There are only a few more days in 2019 and that means 2020 is almost here. A new year, a new decade will soon be upon us and I don’t know about you, but, I’ve learned some hard lessons this year. I’ve pushed myself to achieve some amazing goals this year and still faced some tremendous hurt and pain. Growth is essential just as change is inevitable and if we are to reap what we have sown then we must adhere to the lessons in front of us. I want to share some things that I have learned over this last year.

 

  1. Love yourself and find value in who you are. You matter.
  2. I’m responsible for my happiness, no one else’s.
  3. For a person to have potential they must recognize that; it is not up to me or anyone else to recognize it for that individual. They must see it on their own.
  4. Leave the past in the past. Not everything is a mistake, sometimes it’s a disappointment.
  5. It is my job to hold people accountable for how they treat me.
  6. No one needs another person to complete them. A companion joins another independent person to make a set to enhance their life.
  7. Once you acknowledge your struggles now you can work through them and make informed decisions.
  8. Fear is a scary place to live in, however, if we make decisions based on fear we may end up in regret.

 

In 2020, I want to stop living in fear and begin to live life in faith. I know that God has delivered me from some pain, struggle, depression, doubt, suicide, and sadness. Now I want to live in the light and not darkness. An attitude of positive expectancy has come over me. I can see my desires and goals and I never want to veer from this path. Fear will keep you trapped and repeating cycles of behavior because you don’t want to admit that you’re afraid.

 

In 2019, I finally completed my degree, which took a huge amount of courage to go back to school. As a wife and mother with much more responsibility it was more difficult to balance and maintain home, children, husband, and professional obligations. However, God blessed me to make it through and encourage others to go back and achieve their dreams. I can see the path that is laid out before me. Graduate school is not just a possibility, it’s a certainty. Two years ago, I produced my first play and in 2020, I want to produce my first film.

 

My children are thriving and I feel more confident in my decision-making abilities, which took a hit when I was going through my battle with depression. Indecisiveness filled me and held me, hostage, while the world moved on without a beat. Depression made me feel like I was trapped in darkness and that time elapsed slowly.

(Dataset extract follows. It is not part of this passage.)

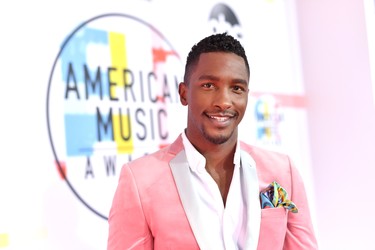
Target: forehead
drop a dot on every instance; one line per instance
(221, 64)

I tried to ignore it by being busy, but it wasn’t enough of a distraction. Unfortunately, depression makes you retreat into yourself especially when you need help the most. And I needed help. Therapy and walking daily helped to get me back on track. Acknowledging my struggles, pain and sadness allowed me to control my toxic thoughts. That process allowed me to discover some hard truths about myself and my life. It is still a struggle, however, each day I put one foot in front of the other and keep moving forward. I must not give up. I matter. It’s my responsibility to own my health and attitude.

 

2020 is almost here and I am going to walk into this New Year, this next decade free of the baggage and fear that has held me back. Anxiety and panic can no longer be my friends. God is leading me and directing me. My faith is strengthened because of what he has brought me through. He’s the same God yesterday, today and tomorrow. Don’t let apprehension take away your joy and peace. If you’re living in fear take a look at what scares you and face it. Take away the power from fear. Allow yourself to thrive. Don’t allow fear to force you into something that is not for you, stop living in fear.